I think a lot of people think I’m crazy for walking away from such a seemingly perfect life. But the reality is that you never know all that is going on in a relationship, especially if you only know what is shown on social media. Things were fun and sweet with us, but not perfect, my friends. Humans change and grow apart and that’s okay. I know without a shadow of a doubt that I made the right choice in ending my marriage and independently embarking on my next chapter.

This doesn’t mean, however, that I regret our marriage and relationship. I can’t stress this fact enough. I cherish the memories of being married. Getting a dog, planting a garden, traveling to Ireland and Chicago and Austin, moving across the country together. We really did grow up together. I look fondly upon those memories of spending life with my best friend, and I know that I will get to experience more beautiful and different memories with myself in my new, independent life.

The hardest part of divorce has not been losing my title as wife and life with my young husband.

The hardest part has been the utter disgust and distrust of my choices from those that I thought cared deeply about me. I have heard very few “are you doing okay?” “is there anything I can do to help you?” “you must be going through a hard time.” Instead, I have heard either a lot about the Bible’s definition of marriage, the covenant that I made, and the sheer disappointment from people that I thought loved me.

That, or silence.

Women that gladly stood beside me in my wedding have not spoken to me about my divorce. Family members and leaders I looked up to that showed so much care in my engagement and wedding process have remained silent, not calling or even texting a single thing. I understand that divorce hurts more than just the two married. I understand that people have busy lives and that finding time to call the somewhat distant family member that is getting divorced halfway across the country isn’t always top priority.

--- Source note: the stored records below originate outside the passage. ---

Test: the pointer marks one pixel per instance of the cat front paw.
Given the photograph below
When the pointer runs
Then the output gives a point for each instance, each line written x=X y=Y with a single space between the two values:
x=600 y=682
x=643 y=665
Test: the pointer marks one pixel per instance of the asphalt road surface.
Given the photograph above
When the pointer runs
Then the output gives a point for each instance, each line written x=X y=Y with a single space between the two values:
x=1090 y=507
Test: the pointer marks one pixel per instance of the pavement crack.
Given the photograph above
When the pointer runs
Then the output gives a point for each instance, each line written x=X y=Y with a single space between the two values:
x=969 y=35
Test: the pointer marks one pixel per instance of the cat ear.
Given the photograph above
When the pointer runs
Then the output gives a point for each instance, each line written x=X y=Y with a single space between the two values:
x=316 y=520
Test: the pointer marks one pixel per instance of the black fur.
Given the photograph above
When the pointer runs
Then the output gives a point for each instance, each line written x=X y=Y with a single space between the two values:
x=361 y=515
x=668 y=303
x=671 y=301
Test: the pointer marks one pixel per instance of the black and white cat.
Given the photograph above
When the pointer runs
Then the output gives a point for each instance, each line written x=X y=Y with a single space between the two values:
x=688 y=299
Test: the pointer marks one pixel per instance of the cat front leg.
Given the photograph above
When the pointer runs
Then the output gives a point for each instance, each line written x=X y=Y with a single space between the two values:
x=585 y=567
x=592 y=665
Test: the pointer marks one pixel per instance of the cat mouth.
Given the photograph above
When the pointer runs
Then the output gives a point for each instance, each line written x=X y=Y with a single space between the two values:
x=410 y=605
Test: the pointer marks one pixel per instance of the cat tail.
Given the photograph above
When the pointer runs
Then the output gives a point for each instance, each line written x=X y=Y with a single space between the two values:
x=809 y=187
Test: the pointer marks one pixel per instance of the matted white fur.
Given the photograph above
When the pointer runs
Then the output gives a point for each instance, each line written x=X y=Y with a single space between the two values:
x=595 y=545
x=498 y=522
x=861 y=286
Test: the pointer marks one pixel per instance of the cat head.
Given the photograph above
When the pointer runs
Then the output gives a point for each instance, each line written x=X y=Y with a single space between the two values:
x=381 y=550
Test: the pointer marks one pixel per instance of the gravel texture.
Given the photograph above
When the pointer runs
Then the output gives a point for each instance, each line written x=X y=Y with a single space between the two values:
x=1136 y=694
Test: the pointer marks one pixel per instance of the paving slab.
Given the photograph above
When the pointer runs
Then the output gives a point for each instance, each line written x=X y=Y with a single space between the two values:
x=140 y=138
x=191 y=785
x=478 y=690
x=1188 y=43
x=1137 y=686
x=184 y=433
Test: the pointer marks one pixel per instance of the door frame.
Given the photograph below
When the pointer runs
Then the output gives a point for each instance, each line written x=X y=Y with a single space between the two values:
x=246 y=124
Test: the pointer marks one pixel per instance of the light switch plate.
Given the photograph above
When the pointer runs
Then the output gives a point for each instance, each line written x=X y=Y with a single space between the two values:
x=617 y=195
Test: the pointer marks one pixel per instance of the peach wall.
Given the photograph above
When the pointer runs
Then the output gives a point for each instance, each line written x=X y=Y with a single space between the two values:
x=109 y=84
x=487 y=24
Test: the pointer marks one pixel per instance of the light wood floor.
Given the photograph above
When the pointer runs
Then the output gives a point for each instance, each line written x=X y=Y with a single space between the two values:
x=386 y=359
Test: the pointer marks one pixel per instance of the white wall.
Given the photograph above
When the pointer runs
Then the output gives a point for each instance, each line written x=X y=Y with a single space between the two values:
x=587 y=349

And I understand that some people don’t want to have a difficult or awkward conversation and would rather pretend that nothing happened by simply never bringing it up. But the silence is what has hurt the most. People being unwilling to try to understand what I am going through. Unwilling to become vulnerable themselves to the real, lived experience that their loved one is going through because their Bible or their pastor tells them that what she is living is wrong. Unwilling to listen, hear, and try to understand.

— — — — —

I’m proud of myself.

I’m proud of my young husband, who doesn’t feel like he deserves the nastiness that often comes with the title of ex husband.

This has been a lonely season of life, but it has also been one of rebirth and regrowth. I see myself as I was meant to be — strong, independent, beautiful, outgoing, creative, kind. I may have learned these things without getting married and divorced before the age of twenty-four, but this was my journey to get here. This story of my marriage and divorce is hard and beautiful and lonely and sad. It is not one that I ever wish away, but it is also not the thing that defines me.

I’m really proud of my steps on this journey, and I want to share them. There is a stigma that people who have been previously married are known by their title of “divorced.” I guess I see it as an important relationship that has come and gone, nothing more and certainly nothing less. I’m not writing this for pity or anger or to to cause drama or to overshare, but because I want to bring understanding to the journey I have been on. I want to sweep out from under the rug anything that may feel like it had been brushed there and open conversation around these concepts. Women are allowed to tell as much or as little of their stories as they choose. Period. I know it may be uncomfortable or difficult, but remaining silent throughout my divorce is not helpful for my healing and new growth to begin.

I’m proud of the strong woman that I have always been, and the journey that I have been on to realize her for myself.